The bitter pain of loneliness had been a constant companion for Lois, even when she’d been surrounded by family and friends. How much worse would it have been for him, when he had so many fewer people left?
Even his children wouldn’t remember the world he’d come from.
Sighing, Clark reached into his pocket and said, “I’d like to talk to you about old times now and then, when you have time. It would mean a lot to me.”
He glanced sharply out the window, then pressed a business card into her hand. “Call me if you ever want to talk.”
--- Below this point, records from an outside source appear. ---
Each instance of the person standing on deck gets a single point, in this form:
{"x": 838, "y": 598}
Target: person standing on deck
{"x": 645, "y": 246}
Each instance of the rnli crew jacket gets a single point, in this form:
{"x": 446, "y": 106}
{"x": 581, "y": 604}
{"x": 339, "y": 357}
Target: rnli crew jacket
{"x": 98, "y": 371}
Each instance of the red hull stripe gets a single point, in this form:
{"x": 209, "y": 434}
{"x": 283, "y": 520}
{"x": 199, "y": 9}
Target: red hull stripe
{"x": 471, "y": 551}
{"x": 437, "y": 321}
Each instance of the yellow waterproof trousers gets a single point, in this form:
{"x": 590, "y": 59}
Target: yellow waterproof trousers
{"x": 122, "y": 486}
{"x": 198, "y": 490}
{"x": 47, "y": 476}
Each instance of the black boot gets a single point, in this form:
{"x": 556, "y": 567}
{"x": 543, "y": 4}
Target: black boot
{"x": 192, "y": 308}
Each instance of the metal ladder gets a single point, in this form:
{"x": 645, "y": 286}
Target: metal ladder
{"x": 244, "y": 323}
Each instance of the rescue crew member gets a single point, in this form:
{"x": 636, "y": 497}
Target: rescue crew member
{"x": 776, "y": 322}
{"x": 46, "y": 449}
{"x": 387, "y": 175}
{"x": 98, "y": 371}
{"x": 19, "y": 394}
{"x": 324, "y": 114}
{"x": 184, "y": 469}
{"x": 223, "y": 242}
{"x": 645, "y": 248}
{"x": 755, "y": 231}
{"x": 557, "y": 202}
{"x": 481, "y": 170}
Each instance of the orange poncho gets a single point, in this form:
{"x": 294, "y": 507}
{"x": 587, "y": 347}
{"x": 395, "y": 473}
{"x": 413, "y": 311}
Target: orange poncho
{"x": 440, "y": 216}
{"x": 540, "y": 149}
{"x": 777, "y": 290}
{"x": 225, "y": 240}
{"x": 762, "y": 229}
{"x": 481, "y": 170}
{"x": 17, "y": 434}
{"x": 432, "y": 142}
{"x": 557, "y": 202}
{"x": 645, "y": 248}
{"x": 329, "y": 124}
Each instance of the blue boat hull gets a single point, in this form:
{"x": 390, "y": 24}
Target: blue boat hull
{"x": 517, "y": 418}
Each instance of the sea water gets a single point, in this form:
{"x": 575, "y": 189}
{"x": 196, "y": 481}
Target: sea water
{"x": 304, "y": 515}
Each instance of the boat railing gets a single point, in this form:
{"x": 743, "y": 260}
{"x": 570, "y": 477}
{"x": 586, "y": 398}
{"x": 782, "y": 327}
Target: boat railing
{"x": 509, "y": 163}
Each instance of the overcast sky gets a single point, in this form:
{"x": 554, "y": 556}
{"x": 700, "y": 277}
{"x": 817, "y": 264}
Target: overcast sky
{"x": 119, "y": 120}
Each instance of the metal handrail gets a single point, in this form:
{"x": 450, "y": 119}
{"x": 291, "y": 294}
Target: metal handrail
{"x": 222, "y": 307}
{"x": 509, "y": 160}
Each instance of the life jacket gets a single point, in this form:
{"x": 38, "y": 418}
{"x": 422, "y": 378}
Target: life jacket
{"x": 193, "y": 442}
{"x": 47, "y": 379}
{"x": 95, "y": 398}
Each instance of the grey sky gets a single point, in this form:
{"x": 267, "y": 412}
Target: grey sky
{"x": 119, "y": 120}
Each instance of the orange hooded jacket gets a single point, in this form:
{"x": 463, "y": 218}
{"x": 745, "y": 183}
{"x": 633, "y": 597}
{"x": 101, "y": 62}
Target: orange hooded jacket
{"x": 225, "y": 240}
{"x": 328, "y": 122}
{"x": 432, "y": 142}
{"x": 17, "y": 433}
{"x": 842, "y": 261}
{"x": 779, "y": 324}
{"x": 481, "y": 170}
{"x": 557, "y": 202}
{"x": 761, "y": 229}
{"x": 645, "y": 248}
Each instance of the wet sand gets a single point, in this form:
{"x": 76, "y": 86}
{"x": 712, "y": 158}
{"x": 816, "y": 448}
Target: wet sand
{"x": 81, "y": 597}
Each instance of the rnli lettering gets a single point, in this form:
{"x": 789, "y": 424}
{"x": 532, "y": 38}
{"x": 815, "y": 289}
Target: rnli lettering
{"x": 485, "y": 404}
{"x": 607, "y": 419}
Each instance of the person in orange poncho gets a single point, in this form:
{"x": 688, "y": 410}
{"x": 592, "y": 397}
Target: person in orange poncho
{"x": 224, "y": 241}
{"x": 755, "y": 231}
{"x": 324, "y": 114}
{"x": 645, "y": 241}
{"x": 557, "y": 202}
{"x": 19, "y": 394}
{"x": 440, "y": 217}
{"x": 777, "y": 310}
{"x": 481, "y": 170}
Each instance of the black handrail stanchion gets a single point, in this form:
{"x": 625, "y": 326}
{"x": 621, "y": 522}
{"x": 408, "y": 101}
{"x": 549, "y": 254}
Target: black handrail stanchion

A moment later he was gone. A moment after that, three men in familiar red and blue suits arrived. They were young looking and serious.
“Miss Lane?” one asked. “Are you safe?”
She nodded and carefully slipped the card into her pocket after memorizing the number.
As she left the room, she noticed that she felt better. Somehow her step felt a little lighter.
For the first time in a long time she had a little hope.